For emphasis, there is no need to defend this philosophy against Catholics as Catholics are neither right nor wrong. They are as they should be. There is also no need to defend this philosophy against Atheists as Atheists, like Catholics, are neither right nor wrong. As you can guess by now, they are as they should be.
They are but different ways of experiencing life, and neither is better or worse than the other.
I am having a hard time digesting this!
I would have thought the same had I looked at this philosophy from the perspective of my former Catholic or Atheist self. However, looking at it from my current perspective, it all makes sense.
By default, reality is neutral and all positivity/negativity in this reality are just subjectively assigned by man, based on their particular history or culture. What is positive relative to a particular group, can be negative relative to another, and vice versa.
While you might think eating dogs is the most horrible thing in the world, it is a perfectly acceptable practice in some parts of the world. While you might think eating beef is perfectly normal, it is the most horrible thing in some parts of the world, where cows are considered sacred.
The more we understand and accept these differences, the more everything becomes neutral, without any associated positivity or negativity assigned by man.
Are you becoming the enlightened one?
I am not saying that I have reached full enlightenment and I have gotten rid of all my earthly biases and desires — far from it. Neither am I saying I am better or worse than everybody else — I am not. Like everybody else in their unique situations, I am currently experiencing this philosophy, hoping I can learn something from the experience.
This is no different from how I experienced Catholicism, and Atheism before it. I have learned many things from those experiences.
So, do you believe in God?
Unfortunately, the answer to this question largely depends on the definition of “God”, and whether my definition is exactly the same as yours.

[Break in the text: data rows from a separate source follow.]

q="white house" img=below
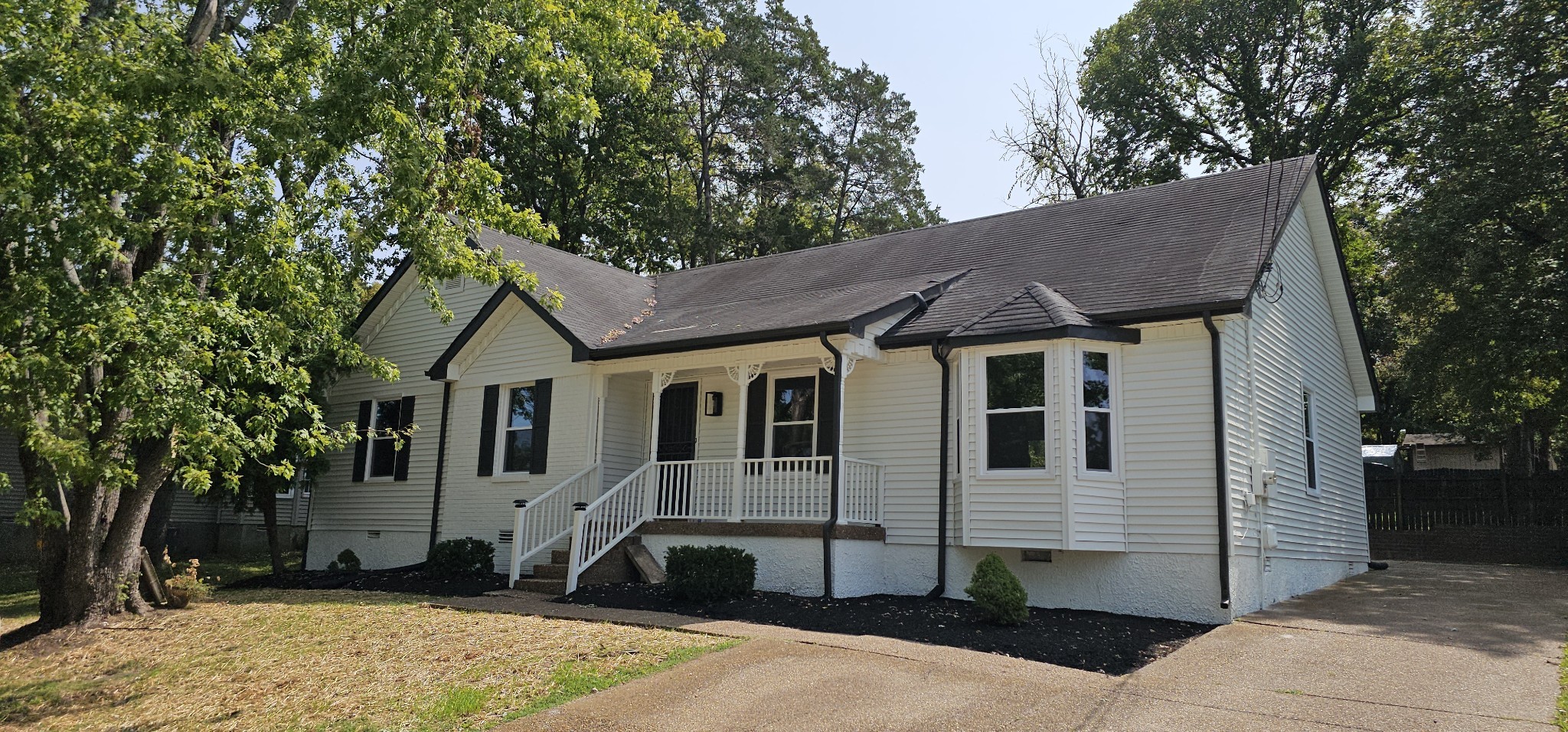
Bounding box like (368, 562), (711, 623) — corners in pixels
(307, 157), (1375, 623)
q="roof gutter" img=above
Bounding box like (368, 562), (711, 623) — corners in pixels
(1203, 310), (1229, 609)
(817, 331), (844, 600)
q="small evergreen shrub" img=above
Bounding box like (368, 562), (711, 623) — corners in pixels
(326, 548), (359, 572)
(665, 544), (757, 603)
(425, 539), (495, 577)
(965, 554), (1028, 626)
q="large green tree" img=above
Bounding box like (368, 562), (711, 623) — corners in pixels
(0, 0), (671, 629)
(482, 0), (939, 271)
(1386, 0), (1568, 461)
(1079, 0), (1416, 193)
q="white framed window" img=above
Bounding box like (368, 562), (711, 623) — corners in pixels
(495, 384), (534, 473)
(769, 373), (817, 458)
(365, 397), (403, 478)
(1074, 348), (1121, 478)
(982, 351), (1050, 472)
(1302, 389), (1320, 494)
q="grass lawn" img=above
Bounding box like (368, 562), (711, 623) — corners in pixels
(0, 558), (733, 730)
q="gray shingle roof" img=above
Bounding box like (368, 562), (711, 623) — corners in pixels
(451, 157), (1317, 358)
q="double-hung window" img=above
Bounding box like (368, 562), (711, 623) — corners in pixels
(772, 376), (817, 458)
(985, 351), (1046, 470)
(500, 386), (534, 473)
(368, 400), (403, 478)
(1302, 389), (1317, 492)
(1080, 351), (1116, 473)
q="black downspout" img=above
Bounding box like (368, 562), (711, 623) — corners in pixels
(817, 332), (844, 600)
(1203, 310), (1229, 609)
(430, 381), (454, 551)
(925, 340), (952, 599)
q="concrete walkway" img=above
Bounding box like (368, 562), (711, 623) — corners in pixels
(450, 563), (1568, 732)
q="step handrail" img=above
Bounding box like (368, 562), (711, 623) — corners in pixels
(508, 462), (603, 585)
(566, 461), (658, 594)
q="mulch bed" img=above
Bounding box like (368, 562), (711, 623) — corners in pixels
(555, 585), (1214, 675)
(224, 566), (507, 597)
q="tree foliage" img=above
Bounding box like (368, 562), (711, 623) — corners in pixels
(482, 0), (939, 271)
(0, 0), (675, 627)
(1079, 0), (1416, 193)
(1386, 0), (1568, 457)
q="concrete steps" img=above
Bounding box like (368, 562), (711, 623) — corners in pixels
(513, 534), (646, 596)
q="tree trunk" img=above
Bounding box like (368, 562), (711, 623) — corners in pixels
(38, 437), (171, 629)
(256, 481), (289, 575)
(141, 481), (178, 560)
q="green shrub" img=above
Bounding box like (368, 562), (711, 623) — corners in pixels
(425, 539), (495, 577)
(665, 544), (757, 603)
(326, 548), (359, 572)
(965, 554), (1028, 626)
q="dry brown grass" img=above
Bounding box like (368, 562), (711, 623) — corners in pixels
(0, 591), (727, 730)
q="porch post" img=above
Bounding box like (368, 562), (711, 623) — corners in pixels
(648, 370), (676, 462)
(724, 364), (762, 521)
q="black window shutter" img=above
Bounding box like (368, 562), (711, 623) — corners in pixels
(392, 397), (414, 479)
(817, 370), (839, 458)
(480, 384), (500, 475)
(746, 373), (770, 458)
(350, 400), (373, 483)
(528, 379), (550, 475)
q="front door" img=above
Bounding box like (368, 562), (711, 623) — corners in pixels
(657, 382), (696, 515)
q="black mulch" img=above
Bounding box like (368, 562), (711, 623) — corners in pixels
(224, 564), (507, 597)
(555, 585), (1214, 675)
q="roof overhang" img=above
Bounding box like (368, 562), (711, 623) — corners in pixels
(425, 282), (588, 381)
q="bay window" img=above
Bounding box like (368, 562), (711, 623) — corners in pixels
(1079, 351), (1116, 473)
(985, 351), (1046, 470)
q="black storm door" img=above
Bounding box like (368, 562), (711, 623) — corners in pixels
(657, 382), (696, 515)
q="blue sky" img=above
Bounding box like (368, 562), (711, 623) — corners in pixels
(786, 0), (1132, 221)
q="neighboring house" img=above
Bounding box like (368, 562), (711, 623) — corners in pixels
(307, 157), (1375, 623)
(1361, 445), (1405, 478)
(0, 431), (311, 557)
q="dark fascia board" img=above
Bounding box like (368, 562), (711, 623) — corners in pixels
(425, 282), (588, 381)
(590, 322), (853, 361)
(590, 270), (969, 361)
(850, 270), (972, 338)
(1312, 165), (1383, 412)
(350, 256), (414, 332)
(944, 326), (1143, 348)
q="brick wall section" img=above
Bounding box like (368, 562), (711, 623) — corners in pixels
(1370, 527), (1568, 567)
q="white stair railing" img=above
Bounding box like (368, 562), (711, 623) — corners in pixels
(839, 458), (883, 524)
(510, 462), (603, 585)
(566, 462), (658, 594)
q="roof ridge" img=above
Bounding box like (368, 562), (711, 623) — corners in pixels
(642, 152), (1317, 277)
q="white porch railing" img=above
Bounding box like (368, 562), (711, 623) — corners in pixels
(564, 456), (883, 593)
(510, 462), (603, 585)
(839, 458), (883, 524)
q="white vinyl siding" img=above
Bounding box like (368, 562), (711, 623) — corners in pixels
(307, 271), (492, 569)
(1227, 201), (1367, 560)
(442, 289), (593, 572)
(844, 350), (959, 544)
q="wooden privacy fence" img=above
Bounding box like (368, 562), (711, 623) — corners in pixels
(1366, 470), (1568, 531)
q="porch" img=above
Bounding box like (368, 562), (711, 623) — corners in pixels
(511, 343), (884, 591)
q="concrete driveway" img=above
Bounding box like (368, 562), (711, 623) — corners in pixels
(492, 563), (1568, 732)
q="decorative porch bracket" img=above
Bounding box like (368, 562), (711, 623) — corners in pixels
(724, 364), (762, 522)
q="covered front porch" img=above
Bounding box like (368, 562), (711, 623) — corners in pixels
(511, 338), (884, 591)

“God” is a term used by many religions, and many cultures to refer to a certain Being, as in the case of monotheistic religions, or beings, as in the case of polytheistic religions. Some religions believe God is a perfect being residing in heaven watching over us. Others believe gods are imperfect beings like us living their own lives working on their own problems, but have supernatural powers that make them superior to us. Still others believe god is everything around us including us, so we are God and God is us.
In the end, the existence of God, however “God” may be defined, does not depend on whether I believe Him/Her/them or not.
How do you define God then?
In religious discussions, I prefer not to use the term “God” because different people have different definitions, and using such terms would inevitably only cause confusion and disagreement.
I will leave that to another future blog entry.